California Law Aims for More Equitable Distribution of VC Funding

SB 54 will take effect in March 2025 and will require annual diversity reporting, with a goal of increasing the capital available to venture capital firms owned by women and minorities.



California has passed a law aiming to increase access to venture capital funding for women- and minority-owned startups. The law, Senate Bill 54, was sponsored by California State Senator Nancy Skinner, passed by the California State Assembly and State Senate, and signed on October 8 by California Governor Gavin Newsom. It requires venture capital firms to file annual reports on the diversity of the founders of companies in which they are investing, starting on March 1, 2025.

“Venture capital firms might not be aware that their rate of investment is so low,” Skinner said in a statement. “Hopefully, the transparency required by SB 54 will inspire these investors to do better.”

The bill cites a PitchBook report which found that only 2.1% of all VC funding went to startups founded by women. The same study found that only 2.6% of funding went to Black founders and 0.6% went to Hispanic founders. Despite this, 42% of startups were founded by women, according to a report from payroll solutions firm Gusto.

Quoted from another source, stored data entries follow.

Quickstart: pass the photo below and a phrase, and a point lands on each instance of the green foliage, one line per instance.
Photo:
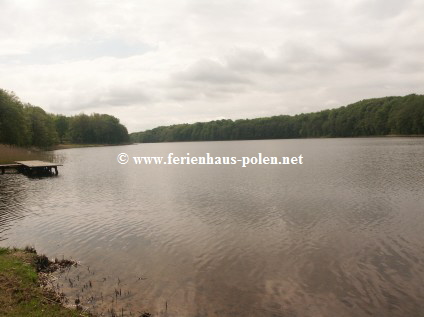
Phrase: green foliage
(27, 125)
(20, 294)
(372, 117)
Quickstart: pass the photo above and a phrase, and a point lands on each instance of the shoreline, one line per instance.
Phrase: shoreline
(26, 285)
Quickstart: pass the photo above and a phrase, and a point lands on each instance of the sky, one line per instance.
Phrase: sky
(152, 63)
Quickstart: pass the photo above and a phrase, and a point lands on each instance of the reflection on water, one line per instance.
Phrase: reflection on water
(340, 235)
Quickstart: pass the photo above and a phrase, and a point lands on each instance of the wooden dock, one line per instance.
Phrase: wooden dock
(30, 167)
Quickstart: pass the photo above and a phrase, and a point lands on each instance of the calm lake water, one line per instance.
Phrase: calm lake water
(340, 235)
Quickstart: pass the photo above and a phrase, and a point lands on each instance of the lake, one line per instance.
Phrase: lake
(339, 235)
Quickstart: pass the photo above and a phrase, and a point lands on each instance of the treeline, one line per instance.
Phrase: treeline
(27, 125)
(371, 117)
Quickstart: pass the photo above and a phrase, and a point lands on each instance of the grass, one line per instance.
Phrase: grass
(20, 292)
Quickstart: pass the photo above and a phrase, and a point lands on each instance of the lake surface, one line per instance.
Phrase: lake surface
(340, 235)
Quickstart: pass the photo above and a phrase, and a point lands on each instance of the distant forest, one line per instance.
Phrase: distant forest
(371, 117)
(27, 125)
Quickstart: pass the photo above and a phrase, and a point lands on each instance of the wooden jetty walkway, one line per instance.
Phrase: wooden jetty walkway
(28, 167)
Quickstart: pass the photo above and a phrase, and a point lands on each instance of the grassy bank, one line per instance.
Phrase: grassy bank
(21, 293)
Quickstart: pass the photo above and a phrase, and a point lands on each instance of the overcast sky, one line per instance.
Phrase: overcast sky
(162, 62)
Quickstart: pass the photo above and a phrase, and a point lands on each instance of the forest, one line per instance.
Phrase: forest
(27, 125)
(370, 117)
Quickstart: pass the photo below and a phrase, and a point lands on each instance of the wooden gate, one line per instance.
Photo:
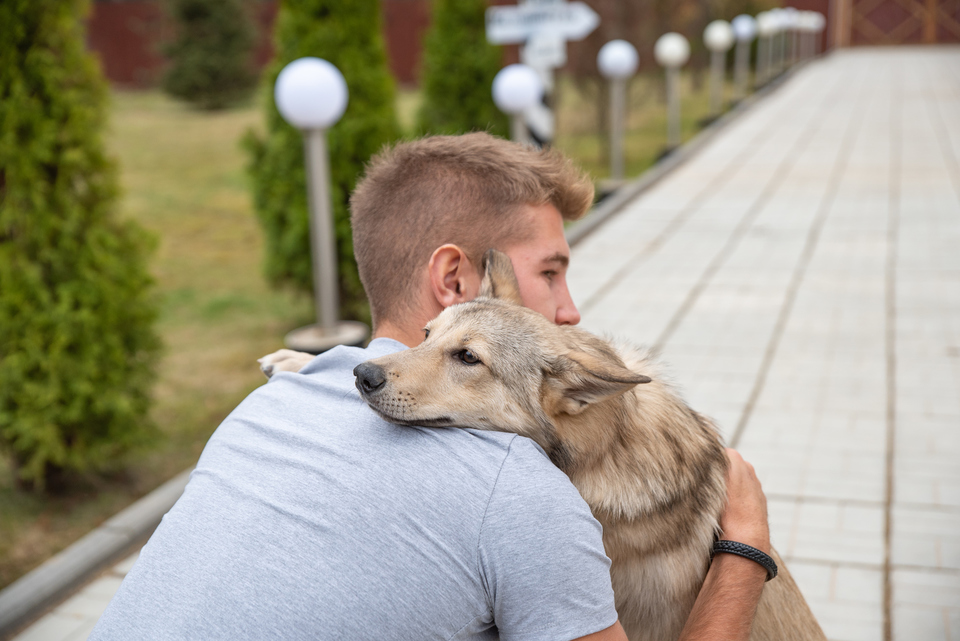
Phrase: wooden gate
(894, 22)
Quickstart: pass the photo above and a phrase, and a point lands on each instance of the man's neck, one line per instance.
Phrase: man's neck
(406, 335)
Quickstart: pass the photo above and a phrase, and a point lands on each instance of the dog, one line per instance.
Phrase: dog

“California has landmark laws on pay inequity and the lack of diversity in both the workplace and the boardroom,” Skinner said. “With Governor Newsom’s signing of SB 54, California is extending its nation-leading efforts to expand equity by bringing transparency to venture capital investment decisions, with the goal of helping more women- and minority-owned startups access the VC lifeline upon which entrepreneurs depend.”

The bill outlines reporting requirements and procedures to disclose the diversity of the companies receiving investments, including data collection through a standardized survey to ensure the reports are easily accessible, searchable and downloadable through the state’s Civil Rights Department.

“I am thrilled to witness the progress made in California with the implementation of SB 54,” said Allison Kelly, CEO of impact-focused venture capital firm ICA Fund, based in Oakland, California, in a statement. “By requiring venture capital firms to disclose demographics of who they fund, this bill marks a milestone in our collective journey toward a more equitable and inclusive entrepreneurial ecosystem.”

Many American venture capital firms are based in California, including Bay Area companies such as A16z, Accel, Sequoia Capital and Founders Fund. California-based public pension funds such as the California Public Employees’ Retirement System and the California State Teachers’ Retirement System are also significant investors in venture capital. According to valuation software company , roughly 40% of all venture capital funding in the U.S. went to companies based in California in the first quarter of 2023.